CASES STUDY:
VISUAL DATA EXPLORATION
An interactive data visualization to explore multidimensional data sets in order to distinguish different classes of galaxies. The data set was part of an astronomical study led by K. Leiter at the Chair of Astronomy, University of Würzburg.
Intro
The multidimensional data comprises X-ray properties of galaxies divided into two groups: those which show megamaser emission in the radio frequency band of the electromagnetic spectrum and thus provide an independent opportunity to measure the expansion of the universe, and a control group, so-called nonmaser galaxies. Astronomers created the data set in order to find parameters which serve to classify new sources into one of the two group. In addition machine learning algorithms, I supported the group by performing a visual parameter exploration.
A Visual Exploration
The researchers was to obtain efficient classification criteria to find candidates for megamaser galaxies in future X-ray source catalogs. Typically, this is done by asking a series of question, i.e. whether or not the parameter values of a source is larger or lower than a pre-deterimed threshold. This concept is called decision tree.
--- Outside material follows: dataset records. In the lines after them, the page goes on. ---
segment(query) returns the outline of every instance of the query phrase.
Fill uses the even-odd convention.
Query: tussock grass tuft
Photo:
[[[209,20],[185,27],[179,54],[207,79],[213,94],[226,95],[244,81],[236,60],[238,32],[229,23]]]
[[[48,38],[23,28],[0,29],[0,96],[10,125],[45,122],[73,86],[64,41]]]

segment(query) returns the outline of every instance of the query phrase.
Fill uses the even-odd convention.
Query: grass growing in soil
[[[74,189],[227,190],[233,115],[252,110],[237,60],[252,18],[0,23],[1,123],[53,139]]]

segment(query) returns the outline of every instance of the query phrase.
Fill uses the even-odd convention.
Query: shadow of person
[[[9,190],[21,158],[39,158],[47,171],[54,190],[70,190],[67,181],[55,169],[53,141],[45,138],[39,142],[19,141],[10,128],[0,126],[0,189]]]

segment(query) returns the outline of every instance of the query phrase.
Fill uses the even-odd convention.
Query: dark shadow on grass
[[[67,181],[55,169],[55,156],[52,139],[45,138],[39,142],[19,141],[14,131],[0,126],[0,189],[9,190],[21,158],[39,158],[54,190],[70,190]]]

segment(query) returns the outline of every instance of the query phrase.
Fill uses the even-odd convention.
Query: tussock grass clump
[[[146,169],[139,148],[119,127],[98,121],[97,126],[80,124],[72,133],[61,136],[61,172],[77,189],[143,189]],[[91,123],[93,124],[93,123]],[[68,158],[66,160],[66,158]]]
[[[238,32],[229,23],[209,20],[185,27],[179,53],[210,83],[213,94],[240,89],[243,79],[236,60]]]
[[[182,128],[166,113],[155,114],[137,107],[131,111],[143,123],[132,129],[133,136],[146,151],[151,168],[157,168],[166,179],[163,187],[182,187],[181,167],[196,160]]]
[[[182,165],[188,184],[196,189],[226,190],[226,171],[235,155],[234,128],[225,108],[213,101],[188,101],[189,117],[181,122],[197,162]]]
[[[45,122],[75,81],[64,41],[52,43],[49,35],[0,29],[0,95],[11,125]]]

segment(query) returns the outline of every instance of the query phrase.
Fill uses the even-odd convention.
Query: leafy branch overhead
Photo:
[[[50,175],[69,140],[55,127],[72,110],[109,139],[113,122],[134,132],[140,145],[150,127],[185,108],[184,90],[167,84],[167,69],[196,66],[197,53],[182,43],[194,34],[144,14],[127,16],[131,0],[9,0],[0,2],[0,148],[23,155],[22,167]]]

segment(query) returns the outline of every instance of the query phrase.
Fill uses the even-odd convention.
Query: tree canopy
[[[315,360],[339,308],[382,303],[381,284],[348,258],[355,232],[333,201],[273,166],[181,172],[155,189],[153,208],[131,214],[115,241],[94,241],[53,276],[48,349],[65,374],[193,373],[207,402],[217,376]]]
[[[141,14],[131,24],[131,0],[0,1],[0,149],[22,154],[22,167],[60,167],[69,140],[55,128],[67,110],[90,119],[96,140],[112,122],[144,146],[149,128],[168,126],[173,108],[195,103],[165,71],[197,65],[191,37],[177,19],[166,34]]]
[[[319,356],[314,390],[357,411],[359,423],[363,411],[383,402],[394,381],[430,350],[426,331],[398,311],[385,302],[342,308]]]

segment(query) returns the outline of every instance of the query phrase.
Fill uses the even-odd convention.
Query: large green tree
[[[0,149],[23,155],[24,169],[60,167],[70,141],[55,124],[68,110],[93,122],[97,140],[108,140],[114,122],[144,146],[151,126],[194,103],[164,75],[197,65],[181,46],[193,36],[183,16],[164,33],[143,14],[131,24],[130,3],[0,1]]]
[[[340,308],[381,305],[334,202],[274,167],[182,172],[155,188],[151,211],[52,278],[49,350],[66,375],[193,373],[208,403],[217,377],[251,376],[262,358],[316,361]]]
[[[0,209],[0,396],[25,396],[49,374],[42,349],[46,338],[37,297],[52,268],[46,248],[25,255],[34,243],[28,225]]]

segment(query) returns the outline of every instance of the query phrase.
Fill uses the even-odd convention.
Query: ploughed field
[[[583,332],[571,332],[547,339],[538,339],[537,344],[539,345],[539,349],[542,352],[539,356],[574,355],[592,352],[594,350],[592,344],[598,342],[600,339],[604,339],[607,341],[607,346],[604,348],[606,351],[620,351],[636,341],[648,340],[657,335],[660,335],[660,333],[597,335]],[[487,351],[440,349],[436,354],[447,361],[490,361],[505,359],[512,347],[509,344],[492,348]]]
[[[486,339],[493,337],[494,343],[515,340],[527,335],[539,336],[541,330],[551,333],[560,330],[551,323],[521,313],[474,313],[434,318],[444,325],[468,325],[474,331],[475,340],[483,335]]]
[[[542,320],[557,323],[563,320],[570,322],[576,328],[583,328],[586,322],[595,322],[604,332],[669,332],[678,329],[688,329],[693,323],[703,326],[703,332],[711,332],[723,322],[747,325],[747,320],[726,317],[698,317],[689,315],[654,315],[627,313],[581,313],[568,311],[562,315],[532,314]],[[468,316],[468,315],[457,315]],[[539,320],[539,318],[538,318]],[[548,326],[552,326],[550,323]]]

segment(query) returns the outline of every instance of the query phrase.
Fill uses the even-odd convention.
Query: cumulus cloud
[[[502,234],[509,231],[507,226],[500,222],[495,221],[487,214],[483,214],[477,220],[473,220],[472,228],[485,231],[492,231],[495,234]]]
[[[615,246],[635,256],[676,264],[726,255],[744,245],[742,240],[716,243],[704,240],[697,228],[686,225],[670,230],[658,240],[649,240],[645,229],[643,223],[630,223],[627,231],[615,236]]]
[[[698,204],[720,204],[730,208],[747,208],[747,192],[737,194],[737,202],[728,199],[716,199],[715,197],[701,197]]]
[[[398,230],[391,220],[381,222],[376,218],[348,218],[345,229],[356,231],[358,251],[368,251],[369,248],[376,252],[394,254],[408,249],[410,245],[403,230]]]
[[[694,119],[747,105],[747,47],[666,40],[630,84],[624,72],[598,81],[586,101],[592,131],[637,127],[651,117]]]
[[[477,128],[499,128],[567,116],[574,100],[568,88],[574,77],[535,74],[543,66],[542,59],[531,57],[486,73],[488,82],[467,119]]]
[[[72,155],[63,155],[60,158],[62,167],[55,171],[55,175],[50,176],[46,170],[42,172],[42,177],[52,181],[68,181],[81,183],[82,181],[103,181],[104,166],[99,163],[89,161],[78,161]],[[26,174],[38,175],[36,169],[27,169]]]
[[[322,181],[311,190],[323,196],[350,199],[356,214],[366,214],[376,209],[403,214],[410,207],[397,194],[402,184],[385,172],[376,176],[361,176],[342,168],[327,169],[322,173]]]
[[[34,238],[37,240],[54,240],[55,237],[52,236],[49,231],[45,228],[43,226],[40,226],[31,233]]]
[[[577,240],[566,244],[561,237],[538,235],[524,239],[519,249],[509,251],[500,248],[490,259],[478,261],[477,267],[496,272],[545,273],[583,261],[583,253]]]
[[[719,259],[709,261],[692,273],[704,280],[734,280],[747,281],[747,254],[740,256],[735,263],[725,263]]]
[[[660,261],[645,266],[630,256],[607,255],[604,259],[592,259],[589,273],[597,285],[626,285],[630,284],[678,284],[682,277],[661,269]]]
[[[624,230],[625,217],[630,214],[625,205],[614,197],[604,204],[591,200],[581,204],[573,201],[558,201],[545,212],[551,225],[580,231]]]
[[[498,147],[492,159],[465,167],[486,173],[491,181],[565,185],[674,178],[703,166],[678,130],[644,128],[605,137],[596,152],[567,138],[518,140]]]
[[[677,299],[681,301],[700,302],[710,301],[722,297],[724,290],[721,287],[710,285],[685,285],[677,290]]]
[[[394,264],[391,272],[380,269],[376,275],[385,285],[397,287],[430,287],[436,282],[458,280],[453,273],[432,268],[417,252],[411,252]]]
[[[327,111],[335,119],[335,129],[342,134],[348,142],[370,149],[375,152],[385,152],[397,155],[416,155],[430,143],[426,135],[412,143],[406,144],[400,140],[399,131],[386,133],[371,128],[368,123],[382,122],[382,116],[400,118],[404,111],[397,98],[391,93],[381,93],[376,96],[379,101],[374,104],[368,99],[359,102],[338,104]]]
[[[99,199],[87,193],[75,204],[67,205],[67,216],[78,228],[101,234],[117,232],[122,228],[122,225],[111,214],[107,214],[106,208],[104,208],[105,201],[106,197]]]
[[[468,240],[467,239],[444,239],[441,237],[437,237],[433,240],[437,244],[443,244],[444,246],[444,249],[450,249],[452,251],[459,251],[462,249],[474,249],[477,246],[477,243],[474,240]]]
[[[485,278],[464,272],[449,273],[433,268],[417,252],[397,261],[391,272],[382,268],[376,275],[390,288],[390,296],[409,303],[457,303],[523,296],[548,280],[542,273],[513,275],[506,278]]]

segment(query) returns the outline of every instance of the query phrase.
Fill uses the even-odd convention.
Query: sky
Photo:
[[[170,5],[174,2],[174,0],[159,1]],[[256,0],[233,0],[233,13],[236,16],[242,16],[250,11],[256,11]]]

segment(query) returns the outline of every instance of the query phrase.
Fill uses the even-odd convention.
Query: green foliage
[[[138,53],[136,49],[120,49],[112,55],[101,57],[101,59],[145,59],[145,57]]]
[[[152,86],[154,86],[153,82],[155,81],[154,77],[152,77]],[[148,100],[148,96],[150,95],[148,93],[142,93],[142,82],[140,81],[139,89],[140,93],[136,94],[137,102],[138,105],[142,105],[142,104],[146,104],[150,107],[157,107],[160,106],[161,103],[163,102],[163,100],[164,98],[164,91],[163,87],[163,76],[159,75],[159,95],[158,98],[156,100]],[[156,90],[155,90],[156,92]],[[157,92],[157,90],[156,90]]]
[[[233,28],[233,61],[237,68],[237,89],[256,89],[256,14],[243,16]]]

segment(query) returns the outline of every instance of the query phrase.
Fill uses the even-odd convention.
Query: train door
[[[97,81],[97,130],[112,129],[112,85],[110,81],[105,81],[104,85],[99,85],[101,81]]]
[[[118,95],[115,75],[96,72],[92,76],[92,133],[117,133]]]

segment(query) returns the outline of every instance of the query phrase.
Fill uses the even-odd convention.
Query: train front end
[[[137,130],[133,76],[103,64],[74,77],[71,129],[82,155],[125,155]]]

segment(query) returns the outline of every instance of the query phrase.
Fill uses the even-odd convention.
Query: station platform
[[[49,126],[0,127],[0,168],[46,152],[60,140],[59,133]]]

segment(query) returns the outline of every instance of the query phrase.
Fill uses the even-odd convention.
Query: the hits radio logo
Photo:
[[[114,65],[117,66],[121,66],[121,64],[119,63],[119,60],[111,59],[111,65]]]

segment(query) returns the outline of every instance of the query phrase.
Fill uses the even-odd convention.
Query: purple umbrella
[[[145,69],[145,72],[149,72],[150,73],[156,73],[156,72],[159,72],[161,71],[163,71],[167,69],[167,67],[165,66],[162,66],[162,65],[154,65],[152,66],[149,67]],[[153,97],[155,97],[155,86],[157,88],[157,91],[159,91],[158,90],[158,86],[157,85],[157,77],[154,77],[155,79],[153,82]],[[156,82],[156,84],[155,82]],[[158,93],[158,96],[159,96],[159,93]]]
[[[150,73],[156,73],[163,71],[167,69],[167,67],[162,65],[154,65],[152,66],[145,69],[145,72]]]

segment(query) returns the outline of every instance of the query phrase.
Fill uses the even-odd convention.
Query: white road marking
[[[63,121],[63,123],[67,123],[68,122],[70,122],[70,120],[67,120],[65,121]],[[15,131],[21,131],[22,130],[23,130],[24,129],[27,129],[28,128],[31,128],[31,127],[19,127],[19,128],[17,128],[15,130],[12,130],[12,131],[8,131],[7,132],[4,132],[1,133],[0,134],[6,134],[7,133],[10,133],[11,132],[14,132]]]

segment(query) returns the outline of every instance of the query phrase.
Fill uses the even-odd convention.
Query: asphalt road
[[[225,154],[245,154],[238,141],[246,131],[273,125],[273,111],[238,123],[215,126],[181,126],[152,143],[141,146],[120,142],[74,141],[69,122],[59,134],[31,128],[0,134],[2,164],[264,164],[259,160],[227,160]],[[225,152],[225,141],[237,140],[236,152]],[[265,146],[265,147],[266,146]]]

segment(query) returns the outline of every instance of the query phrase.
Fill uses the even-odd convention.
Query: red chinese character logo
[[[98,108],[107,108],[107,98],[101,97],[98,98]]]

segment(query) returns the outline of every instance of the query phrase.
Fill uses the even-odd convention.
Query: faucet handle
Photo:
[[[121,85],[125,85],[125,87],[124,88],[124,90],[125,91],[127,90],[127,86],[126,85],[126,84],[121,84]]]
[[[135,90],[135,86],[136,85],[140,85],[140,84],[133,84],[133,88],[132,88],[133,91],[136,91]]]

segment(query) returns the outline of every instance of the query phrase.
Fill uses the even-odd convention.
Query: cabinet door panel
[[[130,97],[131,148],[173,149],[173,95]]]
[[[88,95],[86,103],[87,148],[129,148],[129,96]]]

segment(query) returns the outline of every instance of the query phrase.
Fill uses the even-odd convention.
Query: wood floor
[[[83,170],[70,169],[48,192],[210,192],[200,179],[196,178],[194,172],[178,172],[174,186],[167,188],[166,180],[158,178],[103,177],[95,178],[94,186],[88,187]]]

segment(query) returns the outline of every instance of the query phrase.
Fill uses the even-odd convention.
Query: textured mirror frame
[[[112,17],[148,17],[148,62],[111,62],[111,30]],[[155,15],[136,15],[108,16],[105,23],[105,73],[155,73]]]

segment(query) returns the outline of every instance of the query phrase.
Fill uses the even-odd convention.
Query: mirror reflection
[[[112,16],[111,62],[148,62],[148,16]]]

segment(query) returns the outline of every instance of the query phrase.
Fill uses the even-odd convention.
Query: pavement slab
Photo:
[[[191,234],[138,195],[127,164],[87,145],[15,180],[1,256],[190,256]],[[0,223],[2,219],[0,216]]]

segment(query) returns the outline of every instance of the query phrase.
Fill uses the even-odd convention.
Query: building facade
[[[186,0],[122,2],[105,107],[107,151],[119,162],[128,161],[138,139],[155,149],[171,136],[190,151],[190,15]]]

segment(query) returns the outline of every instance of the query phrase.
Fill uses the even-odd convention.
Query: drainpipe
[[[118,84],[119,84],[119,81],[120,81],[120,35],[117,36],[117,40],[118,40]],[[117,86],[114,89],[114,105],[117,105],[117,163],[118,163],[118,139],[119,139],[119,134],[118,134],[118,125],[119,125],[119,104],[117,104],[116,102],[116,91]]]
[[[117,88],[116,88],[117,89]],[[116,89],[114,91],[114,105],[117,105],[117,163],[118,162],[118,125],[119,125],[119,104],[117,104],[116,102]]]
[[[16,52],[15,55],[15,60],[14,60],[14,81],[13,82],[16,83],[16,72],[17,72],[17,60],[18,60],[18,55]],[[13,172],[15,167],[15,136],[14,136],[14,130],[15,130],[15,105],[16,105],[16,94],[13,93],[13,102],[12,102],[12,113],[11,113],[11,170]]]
However, the larger the number of parameters in the data set, the harder it is to find the most efficient combinations of parameters to be checked. In this case study, I wanted to explore: can data visualization help to understand and evaluate the classification of the intelligent decision tree?
Data Mapping & Navigation
For this visualisation I used the concept of stacked Epicycles that was once used to describe planetary orbits. Each source performs a unique paths through 3D space which is solely defined by its parameter values. Similar sources will end up in the same area while distinct sources occupy different locations in space. The researchers were able to test different parameter combinations and find the best parameter set to separate megamaser galaxies (red) from non-maser galaxies (blue) and find outliers. Interactivity & Navigation Interactivity and Navigation allows the scientist to define individual parameter sets to be explored, detect and exclude outliers from the classification process and investigate the parameter values of each individual source. The user can navigate freely through 3D space using the mouse & keyboard.
Impact
Impact The visual analysis helped astronomers to understand the results of a random forest machine learning alogorithm and identify outliers in the large data set. This helped to refine and improve the analysis pipeline.